Gas Prices: Trump Blames Iran, Promises Relief
Trump directly addressed rising gasoline prices, which he attributed entirely to Iranian attacks on commercial oil tankers and neighboring countries:
“This short-term increase has been entirely the result of the Iranian regime launching deranged terror attacks against commercial oil tankers.”
He predicted prices would “rapidly come back down” once the conflict ends and the Strait of Hormuz — a critical chokepoint for global oil shipments — reopens naturally.
[!NOTE] Why does the Strait of Hormuz matter? Roughly 20% of the world’s oil supply passes through this narrow waterway between Iran and Oman. Any disruption there — whether from Iranian attacks on tankers or closure threats — immediately affects global oil prices, which flow through to gas prices at the pump.
Trump told countries dependent on Hormuz oil that they should either buy American oil or “build up some delayed courage” and protect the strait themselves:
“Go to the strait and just take it, protect it, use it for yourselves.”

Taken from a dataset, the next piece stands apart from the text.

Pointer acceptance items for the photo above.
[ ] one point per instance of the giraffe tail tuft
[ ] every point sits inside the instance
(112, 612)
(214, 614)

Venezuela: A Brief but Significant Mention
Trump included a passing reference to what he described as a recent U.S. military operation in Venezuela:
“I also want to thank our troops for the masterful job they did in taking the country of Venezuela in a matter of minutes. That hit was quick, lethal, violent, and respected by everyone all over the world.”
He described the U.S. and Venezuela as now being “joint venture partners” in oil production, citing Venezuela’s reserves as “the second largest on earth after the United States of America.”
[!NOTE] Venezuela’s oil reserves: Venezuela has among the largest proven crude oil reserves in the world. The country has long been a point of geopolitical tension, with successive U.S. administrations imposing sanctions on the Maduro government. Trump’s characterization of U.S.-Venezuela relations as a “joint venture” in oil production represents a significant — and largely unexplained — shift in policy.
Economic Claims
Trump made several economic claims during the address:
- The U.S. has produced “over $18 trillion” in record-setting investment in one year
- The stock market has hit 53 all-time record highs in one year
- The U.S. produces “more oil and gas than Saudi Arabia and Russia combined”
- Inflation is at zero (“no inflation”)
- Tax cuts from the “Great Big, Beautiful Bill” are generating larger-than-expected tax refunds
He acknowledged that stock prices had “come down a little bit” but said they had “had some very good days over the last couple of days” and predicted a rapid recovery once the Iran conflict concludes.
Allies Thanked
Trump thanked the following Middle Eastern allies for their support during the operation:
- Israel
- Saudi Arabia
- Qatar
- UAE (United Arab Emirates)
- Kuwait
- Bahrain
He pledged: “We will not let them get hurt or fail in any way, shape or form.”
Closing
Trump closed with a forward-looking message, predicting that when the conflict ends, “the United States will be safer, stronger, more prosperous, and greater than it has ever been before.”
“Tonight, every American can look forward to a day when we are finally free from the wickedness of Iranian aggression and the specter of nuclear blackmail.”
Source
Trump, Donald J. “Remarks: Donald Trump Delivers a Prime Time Address on Iran.” Factbase, 1 Apr. 2026, factba.se. Transcript.